A sole proprietorship is owned by a single individual who conducts business independently. One significant advantage of a sole proprietorship is its low administrative costs. For turnovers up to CHF 500,000, simplified accounting is permissible, with profit tax based on income, expenses, and assets, all declared in the owner’s personal tax return. Registration in the commercial register is mandatory only if turnover exceeds CHF 100,000. The owner must also register with the compensation fund to pay contributions on profits.

The primary disadvantage is the owner’s personal liability for all business obligations. Additionally, the company name must include the owner’s surname, and third-party participation is not allowed.

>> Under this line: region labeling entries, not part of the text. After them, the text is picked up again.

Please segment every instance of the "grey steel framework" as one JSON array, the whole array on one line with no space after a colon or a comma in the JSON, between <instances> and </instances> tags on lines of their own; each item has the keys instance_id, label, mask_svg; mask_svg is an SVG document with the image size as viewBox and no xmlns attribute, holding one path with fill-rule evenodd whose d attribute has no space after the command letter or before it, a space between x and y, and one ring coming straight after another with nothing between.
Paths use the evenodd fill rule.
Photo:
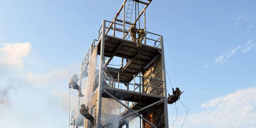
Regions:
<instances>
[{"instance_id":1,"label":"grey steel framework","mask_svg":"<svg viewBox=\"0 0 256 128\"><path fill-rule=\"evenodd\" d=\"M143 27L145 31L146 30L145 23L146 10L152 0L147 0L146 2L145 2L145 0L128 0L128 2L127 2L127 1L124 0L112 21L102 21L102 24L98 30L98 39L93 41L85 57L81 63L79 84L82 88L82 79L85 77L88 77L89 79L89 76L90 74L91 75L92 73L89 71L89 69L90 68L90 63L92 63L90 61L90 59L93 57L93 52L94 52L96 53L98 55L100 55L98 65L97 65L96 61L95 64L96 68L94 69L90 69L94 70L95 71L95 74L93 74L93 78L95 79L92 81L93 85L87 85L87 90L89 89L89 86L93 86L94 92L91 92L93 93L93 95L90 95L90 94L86 94L86 95L87 95L87 96L85 96L87 97L86 99L85 99L86 98L82 97L78 97L76 106L72 111L70 124L73 126L73 128L78 128L80 126L85 126L87 125L85 124L85 121L83 122L84 118L79 113L80 105L82 103L89 104L90 101L91 101L92 99L95 97L97 97L97 102L96 103L91 105L90 107L91 107L90 112L92 114L93 114L93 109L95 109L95 106L97 107L97 111L95 112L97 114L95 115L96 117L96 125L95 128L107 127L110 125L118 122L123 123L123 124L126 125L127 128L128 128L129 127L129 122L134 119L134 117L139 116L140 114L144 114L144 115L145 113L143 112L143 111L156 105L159 105L160 103L161 103L162 106L161 108L162 108L159 110L160 110L160 112L155 124L151 123L147 116L142 116L142 119L143 122L146 122L151 126L152 127L157 128L156 126L159 124L161 113L164 110L164 126L165 128L169 127L163 37L160 35L146 31L146 33L152 35L151 36L152 38L153 36L155 36L158 39L154 39L145 37L144 44L142 44L142 48L140 49L141 56L140 54L140 58L141 58L141 63L142 64L141 65L141 68L143 70L147 68L150 64L153 63L153 61L156 61L157 58L158 58L158 60L157 61L158 63L159 59L161 58L161 78L156 76L154 72L152 73L147 71L144 71L146 73L149 73L151 77L144 76L144 74L142 73L142 76L140 78L140 76L138 75L138 74L141 73L138 69L138 49L136 47L135 42L128 40L129 37L127 37L129 35L128 30L126 29L125 27L129 27L132 24L130 22L130 20L132 15L131 14L130 17L127 18L127 15L128 13L127 13L127 17L126 17L126 4L128 5L128 10L131 10L131 9L129 8L129 6L132 6L133 7L134 2L136 4L135 2L136 1L138 2L140 4L144 5L145 6L138 17L135 19L135 18L133 23L137 22L142 14L144 14L144 21L143 22L144 24ZM132 4L132 5L131 4ZM132 13L132 9L131 9L132 12L129 13ZM117 17L122 10L123 11L123 19L118 19ZM130 19L129 18L130 18ZM130 21L127 21L127 19ZM118 22L121 23L118 23ZM108 25L106 25L107 24ZM129 28L128 28L128 29ZM109 35L109 32L111 31L112 31L112 34ZM119 33L121 32L122 37L119 37L121 36L117 36L116 33L116 31L119 32ZM155 45L153 45L151 44L151 46L149 44L149 43L147 44L146 43L146 42L148 42L148 41L154 41L155 43ZM156 43L158 44L156 45ZM113 44L116 46L113 48L111 47L112 46L114 45ZM130 52L129 50L123 51L124 49L127 49L130 50ZM150 51L151 53L149 53L149 51ZM97 56L96 55L96 59ZM121 67L119 69L108 66L110 63L115 57L122 58L121 62ZM123 66L123 58L127 59L128 60L124 66ZM156 66L157 63L154 68L156 68ZM136 66L138 68L134 68ZM129 72L129 71L133 72ZM137 83L138 78L141 78L143 81L148 81L148 83L145 84L145 83L143 82L140 84ZM89 81L89 80L88 79L88 80ZM153 86L150 83L152 81L157 81L155 82L155 83L158 82L159 84L158 85ZM87 84L89 82L87 82ZM120 87L120 85L121 84L126 86L126 89ZM162 85L161 87L160 86L160 85ZM138 97L139 96L139 94L138 89L140 86L141 86L142 89L143 89L140 95L141 98L148 99L146 102L142 100L144 102L143 103L145 104L144 106L142 106L140 108L141 111L143 112L141 113L139 113L139 109L135 108L139 106L139 99ZM132 89L132 86L133 87L133 89ZM145 88L146 89L145 90ZM162 95L160 95L161 93L162 94ZM121 112L121 108L124 109L122 108L123 107L118 107L120 109L119 115L120 117L118 119L107 122L102 122L101 121L101 119L102 119L102 103L103 98L113 99L125 108L125 109L124 109L125 110L123 112ZM124 103L122 101L124 101L125 102ZM131 106L129 105L130 103L132 103ZM125 119L126 119L125 121L123 121ZM89 126L89 127L90 127L90 126Z\"/></svg>"}]
</instances>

Limited Liability Company (LLC)

An LLC is a legal entity that can include multiple partners and/or managers. The main advantage of an LLC is the limited liability of its partners. Another benefit is the freedom to choose the company name without including the owner’s surname.

However, establishing an LLC requires a minimum capital stock of CHF 20,000, deposited in a blocked account. Administrative costs are generally higher, and double-entry bookkeeping is mandatory, requiring a balance sheet and profit and loss account in annual financial statements, along with a separate tax return. Founders who pay themselves salaries must also cover all social security contributions (1st pillar, 2nd pillar, and accident insurance).

Conclusion

While the sole proprietorship has lower costs, it involves higher risk due to personal liability. It is ideal for testing business ideas independently. On the other hand, an LLC offers legal protection, allows third-party participation, and is generally preferable due to limited liability.